Childhood monsters take many forms: Japanese artist Etsuko Ichihara's has a head made from surveillance cameras that can hack into the minds of those who misbehave.
It's a reimagining of a creature from Japanese folklore called Namahage, transported to a futuristic Tokyo - instead of threatening lazy children in storybooks, Namahage's mind and social media surveillance ensures peace in the city.
Ichihara's monster features in a new exhibition SCI-FI: Mythologies Transformed, opening at Science Gallery Melbourne, which looks at the links between western science fiction and eastern spirituality.
The concepts of the science fiction canon, such as HG Wells' War of the Worlds, William Gibson's cyberpunk or the films of Christopher Nolan and Ridley Scott, can also be found in Taoism, Buddhism, Hinduism and Shintoism.
"Parallel worlds, inter-dimensional travel or transcendence, where we might upload our consciousness to the matrix, are familiar concepts in these much more ancient Asian spiritual traditions," explained Honor Harger, Vice President of ArtScience Museum in Singapore
Another artwork on show is Galactica V.2 Dharma Garden, which brings Hindu motifs together with science fiction, to imagine the Hindu goddess Lakshmi as a supernatural alien who visited earth and created life.
The exhibition opens up the male-dominated western world of science fiction to women and to artists from the Asia Pacific, said Harger.
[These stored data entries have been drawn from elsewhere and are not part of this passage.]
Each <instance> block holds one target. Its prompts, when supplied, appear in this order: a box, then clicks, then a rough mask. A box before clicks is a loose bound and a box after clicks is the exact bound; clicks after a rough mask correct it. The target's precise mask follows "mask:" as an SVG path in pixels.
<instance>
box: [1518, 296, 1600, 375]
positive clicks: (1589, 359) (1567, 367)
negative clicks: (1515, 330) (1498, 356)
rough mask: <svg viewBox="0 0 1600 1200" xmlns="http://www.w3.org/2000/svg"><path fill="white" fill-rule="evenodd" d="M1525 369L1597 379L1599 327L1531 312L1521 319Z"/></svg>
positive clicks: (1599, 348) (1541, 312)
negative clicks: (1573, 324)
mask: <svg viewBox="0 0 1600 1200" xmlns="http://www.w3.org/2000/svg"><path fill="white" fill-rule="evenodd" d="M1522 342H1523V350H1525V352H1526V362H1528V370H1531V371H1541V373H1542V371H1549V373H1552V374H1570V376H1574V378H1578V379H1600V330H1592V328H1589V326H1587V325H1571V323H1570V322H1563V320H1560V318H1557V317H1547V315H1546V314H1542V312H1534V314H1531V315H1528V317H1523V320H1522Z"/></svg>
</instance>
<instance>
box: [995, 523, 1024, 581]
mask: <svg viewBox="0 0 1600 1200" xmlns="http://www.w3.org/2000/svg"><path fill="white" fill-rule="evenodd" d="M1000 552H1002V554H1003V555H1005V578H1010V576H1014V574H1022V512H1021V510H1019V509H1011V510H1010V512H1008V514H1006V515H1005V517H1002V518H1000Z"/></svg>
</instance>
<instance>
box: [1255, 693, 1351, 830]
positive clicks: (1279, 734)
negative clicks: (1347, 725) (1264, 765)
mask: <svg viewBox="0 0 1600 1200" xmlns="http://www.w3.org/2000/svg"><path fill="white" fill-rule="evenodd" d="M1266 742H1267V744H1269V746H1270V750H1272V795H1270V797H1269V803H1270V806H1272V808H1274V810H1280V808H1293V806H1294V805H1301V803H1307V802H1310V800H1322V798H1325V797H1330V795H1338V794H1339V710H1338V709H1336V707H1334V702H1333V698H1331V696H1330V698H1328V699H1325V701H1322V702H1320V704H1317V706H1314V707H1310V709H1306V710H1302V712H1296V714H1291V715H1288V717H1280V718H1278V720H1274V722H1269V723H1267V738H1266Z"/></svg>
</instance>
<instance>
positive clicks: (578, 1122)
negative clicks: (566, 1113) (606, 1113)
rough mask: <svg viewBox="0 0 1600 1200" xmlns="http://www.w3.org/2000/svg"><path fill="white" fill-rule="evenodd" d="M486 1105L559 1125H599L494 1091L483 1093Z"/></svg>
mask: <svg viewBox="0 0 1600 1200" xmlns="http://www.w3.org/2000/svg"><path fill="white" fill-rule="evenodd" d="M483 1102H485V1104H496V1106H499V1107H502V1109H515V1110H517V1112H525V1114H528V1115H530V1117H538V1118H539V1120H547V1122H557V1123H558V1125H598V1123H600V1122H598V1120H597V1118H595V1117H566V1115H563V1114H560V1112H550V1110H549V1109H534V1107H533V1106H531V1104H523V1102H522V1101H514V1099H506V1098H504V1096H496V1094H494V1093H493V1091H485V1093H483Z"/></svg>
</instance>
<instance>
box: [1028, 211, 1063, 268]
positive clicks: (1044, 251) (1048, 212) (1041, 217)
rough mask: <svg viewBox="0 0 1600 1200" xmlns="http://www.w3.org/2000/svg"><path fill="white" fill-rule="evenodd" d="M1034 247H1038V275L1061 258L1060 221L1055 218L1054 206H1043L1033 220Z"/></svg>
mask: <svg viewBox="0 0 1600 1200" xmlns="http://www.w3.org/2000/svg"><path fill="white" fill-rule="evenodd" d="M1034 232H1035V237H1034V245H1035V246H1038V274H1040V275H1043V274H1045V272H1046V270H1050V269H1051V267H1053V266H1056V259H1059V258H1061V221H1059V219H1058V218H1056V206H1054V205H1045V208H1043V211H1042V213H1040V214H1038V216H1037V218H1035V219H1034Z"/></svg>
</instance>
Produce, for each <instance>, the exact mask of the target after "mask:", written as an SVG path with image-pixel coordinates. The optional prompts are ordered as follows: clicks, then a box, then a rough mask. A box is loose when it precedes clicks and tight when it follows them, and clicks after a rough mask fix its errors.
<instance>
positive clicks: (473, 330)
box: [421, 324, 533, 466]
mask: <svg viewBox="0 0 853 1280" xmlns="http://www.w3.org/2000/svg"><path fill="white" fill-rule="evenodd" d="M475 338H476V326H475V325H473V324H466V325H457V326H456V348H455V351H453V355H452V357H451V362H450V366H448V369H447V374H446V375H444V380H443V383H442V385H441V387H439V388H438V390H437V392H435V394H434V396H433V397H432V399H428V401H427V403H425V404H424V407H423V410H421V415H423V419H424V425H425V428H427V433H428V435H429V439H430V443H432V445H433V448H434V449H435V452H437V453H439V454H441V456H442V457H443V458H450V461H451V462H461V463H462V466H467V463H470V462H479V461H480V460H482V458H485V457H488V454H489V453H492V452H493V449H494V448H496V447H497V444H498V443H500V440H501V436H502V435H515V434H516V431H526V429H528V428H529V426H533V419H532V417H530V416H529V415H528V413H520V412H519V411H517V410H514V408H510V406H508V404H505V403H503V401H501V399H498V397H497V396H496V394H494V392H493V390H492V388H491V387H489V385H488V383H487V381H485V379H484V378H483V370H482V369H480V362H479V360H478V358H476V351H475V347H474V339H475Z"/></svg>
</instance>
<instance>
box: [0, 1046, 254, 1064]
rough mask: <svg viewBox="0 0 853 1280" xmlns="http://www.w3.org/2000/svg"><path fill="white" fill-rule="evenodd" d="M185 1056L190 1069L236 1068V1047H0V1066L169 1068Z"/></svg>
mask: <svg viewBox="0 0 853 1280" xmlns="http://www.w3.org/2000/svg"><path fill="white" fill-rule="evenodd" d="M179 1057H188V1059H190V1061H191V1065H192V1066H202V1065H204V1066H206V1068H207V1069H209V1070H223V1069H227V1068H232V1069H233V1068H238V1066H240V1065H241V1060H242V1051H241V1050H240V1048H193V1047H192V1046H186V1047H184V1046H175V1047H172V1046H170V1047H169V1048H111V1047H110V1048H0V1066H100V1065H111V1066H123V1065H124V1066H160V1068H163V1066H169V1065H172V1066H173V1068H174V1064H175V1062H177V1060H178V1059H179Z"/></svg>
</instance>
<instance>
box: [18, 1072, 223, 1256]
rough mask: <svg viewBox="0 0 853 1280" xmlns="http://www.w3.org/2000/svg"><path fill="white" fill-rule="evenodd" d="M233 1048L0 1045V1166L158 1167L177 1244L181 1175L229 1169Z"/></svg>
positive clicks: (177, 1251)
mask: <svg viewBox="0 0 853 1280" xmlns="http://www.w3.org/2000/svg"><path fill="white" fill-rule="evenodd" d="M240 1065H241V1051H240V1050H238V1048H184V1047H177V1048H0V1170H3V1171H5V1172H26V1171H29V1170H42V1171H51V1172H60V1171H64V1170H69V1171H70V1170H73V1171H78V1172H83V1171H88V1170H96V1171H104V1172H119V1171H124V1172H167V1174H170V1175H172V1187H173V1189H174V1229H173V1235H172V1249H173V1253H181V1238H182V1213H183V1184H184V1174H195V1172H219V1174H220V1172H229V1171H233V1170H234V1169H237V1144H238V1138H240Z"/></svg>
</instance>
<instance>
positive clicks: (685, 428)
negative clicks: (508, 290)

Just like the dream worlds of the science fiction genre, the show is also an invitation to reflect on the real world and its possible futures.
One video installation, The Ways of Folding Space and Flying by Korean-based artists Moon Kyungwon and Jeon Joonho, is set in a world where much of the earth is underwater.
The exhibition was created with the ArtScience Museum and first shown in Singapore in 2023, but the version opening in Melbourne includes additional work by Australian artists.
SCI-FI: Mythologies Transformed is at Science Gallery Melbourne from Saturday until November 30.